Il lato rabbioso dei nostri ancora non è completamente emerso, se non a tratti: bisogna aspettare "Majestic Beast" per poterlo apprezzare (non senza però esserci goduti "From The Heaven Of My Heart" e soprattutto "Sky Is Mine", dal finale travolgente). L'inizio di questa traccia mi ricorda addirittura "The Grand Conjuration" degli Opeth, per il ruolo giocato dalla voce (un growl cavernoso) e dalle chitarre, che intessono trame solenni e classicheggianti. A questa brutalità risponde un ritornello dei più dolci sinora sentiti nell'album, un raggio di sole che squarcia una cortina di nubi apparentemente insondabile.

"My Sun" ci è utile per alleviare la potenza del precedente brano (simil-ballata un po' tiepida a dire il vero) e per traghettarci a un altro singolone, "Highest Star", quello dai toni più folk di tutti i pezzi sinora ascoltati, anch'esso potenziato da un ritornello da brividi.

Dopo tanti bei pezzi un calo di tono può starci: le successive "Skyforger" e "Course Of Fate" non raggiungono infatti i risultati sperati, e presto vi troverete a skipparle. A riallacciare le fila di tutto il disco ci pensa però "From Earth I Rose", che tanto sa di pezzo epico finale, un riassunto di quanto finora ascoltato, i titoli di coda, per così dire, dell'intero album. La componente folk di "Highest Star" viene qui ripresa e portata a un livello ancora più alto, e le stesse melodie molto si avvicinano a quanto si è potuto ammirare con "Tuonela", con momenti più pesanti e altri più tenui. Conclusione eccezionale quindi, scelta migliori non poteva essere fatta.

Tirando le somme, abbiamo tra le mani l'ennesimo centro degli Amorphis. Che, preciso onde evitare sterili critiche: non sono quelli di "Elegy" o di "Tales...". Quegli Amorphis lì appartengono al passato, sono una tappa di un processo evolutivo che ha portato i finnici lontano dal death (dalle tinte folk e progressive) degli esordi.

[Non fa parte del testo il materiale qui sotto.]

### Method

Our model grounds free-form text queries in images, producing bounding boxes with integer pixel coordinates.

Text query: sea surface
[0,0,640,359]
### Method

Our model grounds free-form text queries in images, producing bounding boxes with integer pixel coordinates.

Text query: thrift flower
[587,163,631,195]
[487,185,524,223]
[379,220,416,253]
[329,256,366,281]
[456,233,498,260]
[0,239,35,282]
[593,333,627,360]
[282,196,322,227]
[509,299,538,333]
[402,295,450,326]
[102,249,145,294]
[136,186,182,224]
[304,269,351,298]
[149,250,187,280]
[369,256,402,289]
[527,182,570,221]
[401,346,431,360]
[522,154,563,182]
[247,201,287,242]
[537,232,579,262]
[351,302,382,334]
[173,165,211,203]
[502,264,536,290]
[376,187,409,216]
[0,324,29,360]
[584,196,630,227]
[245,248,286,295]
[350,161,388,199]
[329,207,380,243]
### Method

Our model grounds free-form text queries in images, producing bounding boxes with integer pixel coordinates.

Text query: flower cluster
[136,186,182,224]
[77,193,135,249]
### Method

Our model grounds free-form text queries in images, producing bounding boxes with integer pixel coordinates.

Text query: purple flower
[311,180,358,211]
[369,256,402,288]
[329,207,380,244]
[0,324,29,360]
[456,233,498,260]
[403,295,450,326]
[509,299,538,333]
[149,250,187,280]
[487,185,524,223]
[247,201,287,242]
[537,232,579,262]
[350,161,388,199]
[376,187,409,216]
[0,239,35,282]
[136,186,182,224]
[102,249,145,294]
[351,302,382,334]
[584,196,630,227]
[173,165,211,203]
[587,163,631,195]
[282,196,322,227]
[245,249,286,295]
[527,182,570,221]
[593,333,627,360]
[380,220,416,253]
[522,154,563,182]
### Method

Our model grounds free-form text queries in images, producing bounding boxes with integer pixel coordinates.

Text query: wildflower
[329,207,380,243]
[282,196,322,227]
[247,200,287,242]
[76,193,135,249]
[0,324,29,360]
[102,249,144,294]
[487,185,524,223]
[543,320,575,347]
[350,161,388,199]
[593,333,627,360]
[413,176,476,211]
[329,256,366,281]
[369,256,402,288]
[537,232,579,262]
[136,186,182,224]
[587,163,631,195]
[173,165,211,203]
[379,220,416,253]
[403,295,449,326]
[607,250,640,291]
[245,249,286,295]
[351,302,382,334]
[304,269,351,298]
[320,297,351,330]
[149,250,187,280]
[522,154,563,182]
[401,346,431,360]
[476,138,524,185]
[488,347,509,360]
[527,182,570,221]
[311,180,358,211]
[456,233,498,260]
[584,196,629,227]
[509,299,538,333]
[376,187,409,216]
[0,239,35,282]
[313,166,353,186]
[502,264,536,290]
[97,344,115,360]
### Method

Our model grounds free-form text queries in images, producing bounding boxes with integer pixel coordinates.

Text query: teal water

Questi elementi sono andati a costituire, assieme a altri, l'ossatura del gruppo attuale, ne costituiscono una faccia, ma per fortuna non più l'unica. Ripeto il mio giudizio già espresso: mettendo da parte per un attimo i vari "Elegy", "Tales..." e "Tuonela" e considerando solo le ultime produzioni della band, questo "Skyforger" si pone un gradino al di sotto di "Silent Waters", per me ancora insuperato. Ciò nonostante è un disco da avere in tutti i modi, non credo possa scontentare chi lo farà suo. Da premiare infine anche la caparbietà dei nostri nell'andare a ripescare e riproporre tematiche comuni a non molti, cercando di condividerle e di renderle più fruibili al pubblico.

Per ora una delle migliori uscite metal di questa prima metà del 2009.